Dalam manuskrip khatimah tersebut diceritakan, bahwa Syekh Ibrahim Bushailah adalah sosok yang tidur cepat pada malam hari untuk dapat bangun pagi lebih awal. Beliau tidak banyak berkumpul bersama khalayak ramai kecuali jika terdapat kepentingan darurat dan terdapat kemaslahatan di dalamnya. Setelah bangun pagi, beliau melaksanakan salat Subuh, menyandarkan tubuhnya di kasur hingga terbit matahari, sarapan, istirahat sebentar, lalu mulai melaksanakan aktivitas mengajarnya di Al-Azhar, lalu melanjutkan pengajiannya dalam fan fikih Maliki di Masjid Sayidina Al-Husain. Setelah selesai, beliau pergi ke ruang Idarah Al-Azhar dalam rangka mengerjakan dan memperbaiki kemaslahatan serta aduan masyarakat. Kemudian, dari sana beliau kembali ke rumah untuk makan siang, salat, istirahat, jalan-jalan keluar, hingga pulang ke rumah, makan malam, salat Isya, lalu beristirahat tidur. Begitu seterusnya setiap hari. Sebab hidup yang teratur tersebut, beliau tidak pernah sakit dan pergi ke dokter, kecuali setelah berumur 60-an tahun karena penyakit tua.

Kehidupan Berkeluarga

Masih dalam khatimah manuskrip hasyiahnya, Syekh Ibrahim Bushailah memiliki dua orang putra dan enam putri. Adapun dua putranya: Pertama, Ahmad bin Ibrahim Bushailah yang berprofesi sebagai Rais Mahkamah Syar’iyyah di Damanhur (wafat 1385 H). Kedua, Abdulmajid bin Ibrahim Bushailah yang berprofesi sebagai Pengacara Syar'i (wafat 1369 H).
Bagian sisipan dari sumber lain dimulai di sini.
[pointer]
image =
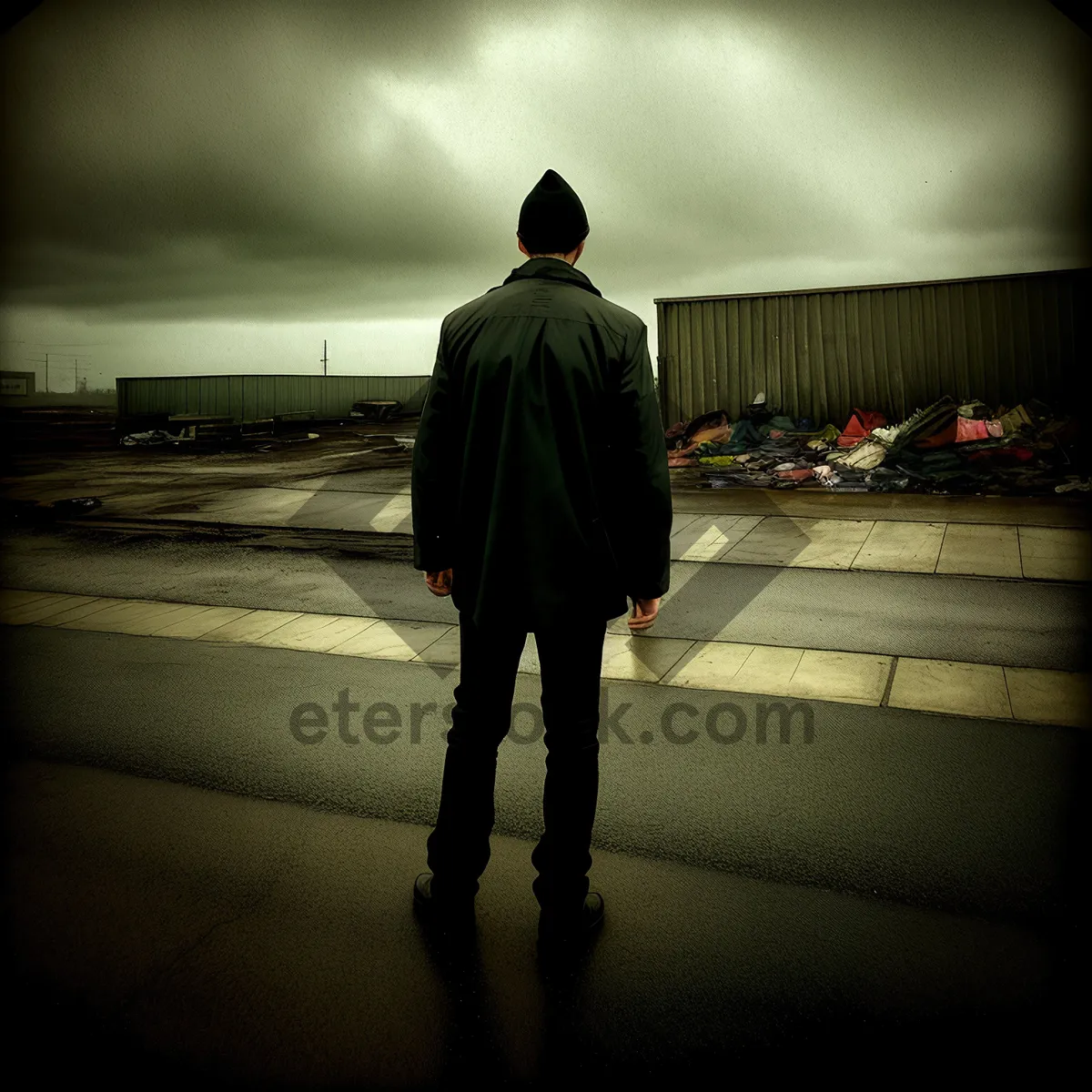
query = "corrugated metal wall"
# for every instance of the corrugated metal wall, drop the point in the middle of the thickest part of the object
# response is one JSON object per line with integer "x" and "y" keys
{"x": 251, "y": 398}
{"x": 890, "y": 348}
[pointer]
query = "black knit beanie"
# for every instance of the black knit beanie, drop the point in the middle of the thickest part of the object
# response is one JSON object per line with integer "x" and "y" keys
{"x": 551, "y": 218}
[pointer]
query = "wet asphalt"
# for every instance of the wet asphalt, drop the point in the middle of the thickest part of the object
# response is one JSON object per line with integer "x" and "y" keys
{"x": 197, "y": 895}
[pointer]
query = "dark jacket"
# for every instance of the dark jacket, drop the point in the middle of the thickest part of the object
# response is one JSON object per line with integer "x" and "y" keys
{"x": 540, "y": 470}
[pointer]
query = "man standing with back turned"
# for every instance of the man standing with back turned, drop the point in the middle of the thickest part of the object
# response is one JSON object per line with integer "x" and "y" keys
{"x": 541, "y": 502}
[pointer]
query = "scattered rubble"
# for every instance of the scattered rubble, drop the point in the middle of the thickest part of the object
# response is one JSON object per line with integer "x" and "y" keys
{"x": 945, "y": 448}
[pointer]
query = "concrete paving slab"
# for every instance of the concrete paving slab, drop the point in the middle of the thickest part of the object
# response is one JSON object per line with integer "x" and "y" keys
{"x": 981, "y": 551}
{"x": 37, "y": 611}
{"x": 315, "y": 632}
{"x": 824, "y": 544}
{"x": 709, "y": 538}
{"x": 131, "y": 616}
{"x": 1055, "y": 554}
{"x": 1049, "y": 697}
{"x": 944, "y": 687}
{"x": 851, "y": 677}
{"x": 202, "y": 621}
{"x": 901, "y": 546}
{"x": 250, "y": 626}
{"x": 391, "y": 640}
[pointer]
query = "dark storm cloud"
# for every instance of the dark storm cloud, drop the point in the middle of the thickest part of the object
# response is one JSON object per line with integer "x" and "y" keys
{"x": 271, "y": 161}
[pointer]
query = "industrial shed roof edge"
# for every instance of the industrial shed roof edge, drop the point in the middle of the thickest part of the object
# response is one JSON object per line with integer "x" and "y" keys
{"x": 867, "y": 288}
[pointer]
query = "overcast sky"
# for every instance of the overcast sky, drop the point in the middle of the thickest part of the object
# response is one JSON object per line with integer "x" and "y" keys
{"x": 217, "y": 187}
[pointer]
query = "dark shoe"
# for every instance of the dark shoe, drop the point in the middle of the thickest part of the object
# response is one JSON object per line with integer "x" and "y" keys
{"x": 557, "y": 931}
{"x": 449, "y": 916}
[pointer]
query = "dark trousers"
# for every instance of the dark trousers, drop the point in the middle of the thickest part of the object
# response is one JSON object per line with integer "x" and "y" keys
{"x": 571, "y": 661}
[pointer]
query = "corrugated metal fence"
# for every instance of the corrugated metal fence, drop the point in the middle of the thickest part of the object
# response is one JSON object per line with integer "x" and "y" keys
{"x": 822, "y": 353}
{"x": 254, "y": 398}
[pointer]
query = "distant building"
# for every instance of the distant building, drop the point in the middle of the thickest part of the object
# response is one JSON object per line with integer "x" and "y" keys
{"x": 16, "y": 383}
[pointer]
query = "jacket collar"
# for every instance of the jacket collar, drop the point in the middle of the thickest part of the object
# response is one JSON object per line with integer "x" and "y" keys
{"x": 551, "y": 268}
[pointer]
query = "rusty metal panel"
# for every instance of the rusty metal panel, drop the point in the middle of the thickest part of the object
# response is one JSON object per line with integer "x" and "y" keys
{"x": 822, "y": 353}
{"x": 248, "y": 398}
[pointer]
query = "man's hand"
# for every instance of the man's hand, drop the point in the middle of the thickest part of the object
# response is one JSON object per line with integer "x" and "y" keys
{"x": 440, "y": 583}
{"x": 644, "y": 614}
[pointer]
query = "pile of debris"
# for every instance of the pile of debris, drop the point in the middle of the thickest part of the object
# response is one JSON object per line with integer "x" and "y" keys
{"x": 944, "y": 449}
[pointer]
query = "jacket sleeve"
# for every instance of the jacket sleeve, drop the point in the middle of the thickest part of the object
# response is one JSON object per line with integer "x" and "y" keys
{"x": 435, "y": 478}
{"x": 642, "y": 495}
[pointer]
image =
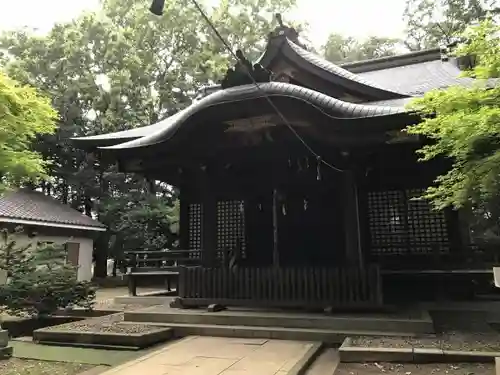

Syekh Ibrahim sangat mencintai anaknya. Beliau senantiasa bersikap lemah lembut tanpa menghinakan diri, keras tanpa melampaui batas, dan mendidik mereka dengan didikan agama yang baik. Ketika mereka mencapai umur baligh, beliau segera menikahkan mereka. Tak lupa, beliau juga memasukkan mereka ke jenjang pendidikan sekolah agama. Selain itu, beliau menanamkan nilai-nilai budi pekerti luhur dan berpesan agar mereka berpegang teguh kepada agama Islam hingga senantiasa melaksanakan ibadah bukan karena beliau, melainkan karena perintah dari agama yang mereka peluk. Jika beliau mendapati anaknya berada di luar dan terlambat pulang ke rumah, beliau tidak mampu beristirahat hingga beliau mendapatkan kabar pasti keberadaan sang anak.

Munakahat

Kumpulan tulisan dengan topik pernikahan dan keluarga islami dapat teman-teman temukan

di sini

Kenggotaan di Lembaga Prestisius Al-Azhar

Syekh Ibrahim Bushailah dilantik sebagai anggota Haiah Kibar Al-‘Ulama pada 21 Zulkaidah 1338 H (6 Agustus 1920 M) bersama 8 pembesar ulama lainnya, yaitu Syekh Muhammad Ismail Al-Bardisi, Syekh Abdurrahman Qarra’ah, Syekh Abdulghani Mahmud, Syekh Muhammad Ibrahim As-Samaluthi, Syekh Yusuf Nashr Ad-Dijwi, Syekh Muhammad Al-Ahmadi Azh-Zhawahiri, Syekh Mushthafa Al-Hihyawi, dan Syekh Yusuf Asy-Syubrabakhumi. Pelantikan ini adalah pelantikan kedua yang digelar semenjak berdirinya Haiah Kibar Al-‘Ulama pada tahun 1329 H (1911 M) lalu.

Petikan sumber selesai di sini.